Tobe McGrady

Tobe McGrady

October 5, 1895-
Perote, Bullock County, Alabama

In October, 1895, a mob of “thirty or forty white men” lynched Tobe McGrady, a young black man, near Perote in Pike County, Alabama for allegedly assaulting the wife of his employer, Gus Berry. Berry, probably not coincidentally, had been linked to previous charges of racial violence, along with his wife’s father and brother-in-law. In response to Mrs.
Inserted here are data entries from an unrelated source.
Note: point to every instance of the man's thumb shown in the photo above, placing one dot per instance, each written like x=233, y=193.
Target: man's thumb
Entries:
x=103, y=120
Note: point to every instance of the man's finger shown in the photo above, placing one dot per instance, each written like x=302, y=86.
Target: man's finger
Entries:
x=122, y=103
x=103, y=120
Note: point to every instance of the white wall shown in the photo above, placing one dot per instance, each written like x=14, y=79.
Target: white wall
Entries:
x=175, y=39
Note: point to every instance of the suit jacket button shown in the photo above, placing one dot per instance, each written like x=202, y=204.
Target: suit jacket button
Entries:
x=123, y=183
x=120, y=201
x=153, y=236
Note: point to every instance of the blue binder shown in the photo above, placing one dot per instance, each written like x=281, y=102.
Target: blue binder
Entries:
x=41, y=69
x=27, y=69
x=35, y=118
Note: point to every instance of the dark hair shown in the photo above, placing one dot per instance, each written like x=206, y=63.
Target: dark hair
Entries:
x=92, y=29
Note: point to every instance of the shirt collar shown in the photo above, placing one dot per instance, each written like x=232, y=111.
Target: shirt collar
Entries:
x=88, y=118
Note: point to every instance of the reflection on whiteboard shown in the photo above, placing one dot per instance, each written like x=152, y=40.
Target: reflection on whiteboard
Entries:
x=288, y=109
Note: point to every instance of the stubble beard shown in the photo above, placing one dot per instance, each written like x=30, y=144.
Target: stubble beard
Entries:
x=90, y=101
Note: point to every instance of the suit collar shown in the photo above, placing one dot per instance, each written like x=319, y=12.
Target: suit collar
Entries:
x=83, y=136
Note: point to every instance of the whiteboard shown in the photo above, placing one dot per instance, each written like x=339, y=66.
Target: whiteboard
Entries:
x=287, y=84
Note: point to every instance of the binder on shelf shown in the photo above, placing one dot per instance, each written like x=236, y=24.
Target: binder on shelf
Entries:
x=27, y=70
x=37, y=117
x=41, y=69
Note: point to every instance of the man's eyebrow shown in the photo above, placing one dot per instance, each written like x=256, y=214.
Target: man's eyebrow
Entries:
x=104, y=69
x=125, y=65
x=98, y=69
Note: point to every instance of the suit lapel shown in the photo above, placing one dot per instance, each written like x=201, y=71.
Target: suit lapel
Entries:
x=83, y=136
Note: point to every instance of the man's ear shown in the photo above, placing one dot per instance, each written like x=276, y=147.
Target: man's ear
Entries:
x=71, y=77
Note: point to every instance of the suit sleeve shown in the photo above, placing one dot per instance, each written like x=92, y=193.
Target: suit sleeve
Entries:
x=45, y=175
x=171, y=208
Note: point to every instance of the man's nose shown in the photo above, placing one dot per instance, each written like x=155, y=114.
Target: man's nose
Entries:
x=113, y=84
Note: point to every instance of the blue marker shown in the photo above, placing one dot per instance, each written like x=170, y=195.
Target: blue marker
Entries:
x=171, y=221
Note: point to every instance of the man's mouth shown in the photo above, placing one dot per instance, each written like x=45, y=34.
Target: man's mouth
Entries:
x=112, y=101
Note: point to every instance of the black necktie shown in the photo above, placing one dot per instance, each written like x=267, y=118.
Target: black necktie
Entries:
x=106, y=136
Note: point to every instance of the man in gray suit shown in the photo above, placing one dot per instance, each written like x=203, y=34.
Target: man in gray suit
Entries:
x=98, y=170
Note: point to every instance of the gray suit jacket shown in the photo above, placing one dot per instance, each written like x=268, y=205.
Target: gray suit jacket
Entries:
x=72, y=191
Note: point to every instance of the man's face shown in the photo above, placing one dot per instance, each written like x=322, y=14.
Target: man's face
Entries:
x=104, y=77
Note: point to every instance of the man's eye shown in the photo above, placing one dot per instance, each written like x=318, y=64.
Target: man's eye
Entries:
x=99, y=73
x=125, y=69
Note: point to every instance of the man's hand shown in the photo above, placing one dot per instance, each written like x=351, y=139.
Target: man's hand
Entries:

Berry’s allegations, a mob took McGrady from the sheriff, who was transporting him to jail, and shot McGrady as he tried to escape through the woods.  The claim that the sheriff was “powerless to defend” the victim appeared commonly in reports of lynchings, although in most cases likely indicates that the law enforcement participated, tacitly or actively, in the lynching, rather than actively working to protect the victim in his custody.  One report suggested that “the negro had not long been in the neighborhood” reflecting another sobering reality of lynching, that while ties of community might sometimes prevent the lynching of local members of the community, newcomers more frequently faced racial violence, often as scapegoats for crimes that other people committed.

Other evidence, however, suggests that Tobe McGrady might not have been new to town. Just over three years after Tobe McGrady’s lynching, a man named Marshall McGrady was lynched in the neighboring community of Josie, about ten miles away. One report of that incident mistakenly, but perhaps tellingly, referred to the later victim as “Tobe McGrady, a son of old Tobe McGrady.”  Everyone in the area at the time would have remembered the lynching of a man who did go by the name of Tobe McGrady three years earlier, just miles away.  No records definitely prove whether the two victims, Tobe McGrady and Marshall McGrady, were related, but another article described Marshall, the second victim, as a “negro who had been laboring under a bad character made by his own deeds and those of his father and brother.” Possibly, the accusations that led to Tobe McGrady’s lynching in 1895 contributed to this “bad” family reputation that later haunted Marshall McGrady.  Regardless of family connection or coincidence, these lynchings so close in time and geography illustrate the constant threat and widespread impact of racial violence during the Jim Crow period.


“Another One Caught,” Nashville Tennessean, 6 Oct 1895, p. 1.

“Pith of the News,” Salem Daily News (OH), 7 Oct 1895, p. 1.

“Negro Lynched by ‘Yankees,'” Daily Journal (New Bern, NC), 8 Oct 1895, p. 4.

“Lynched in Alabama,” Eufaula Daily Times, 9 Oct 1895, p. 4.

“A Brute Shot,” Troy Messenger, 9 Oct 1895, p. 3.

“The World,” Livingston Journal (AL), 10 Oct 1895, p. 3.

“Lynched in Alabama,” Eufaula Daily Times, 10 Oct 1895, p. 2.

“Another Colored Man Lynched,” Richmond Planet (VA), 19 Oct 1895, p. 3.

“Hangings in 1895,” Chicago Tribune, 1 Jan 1896, p. 2.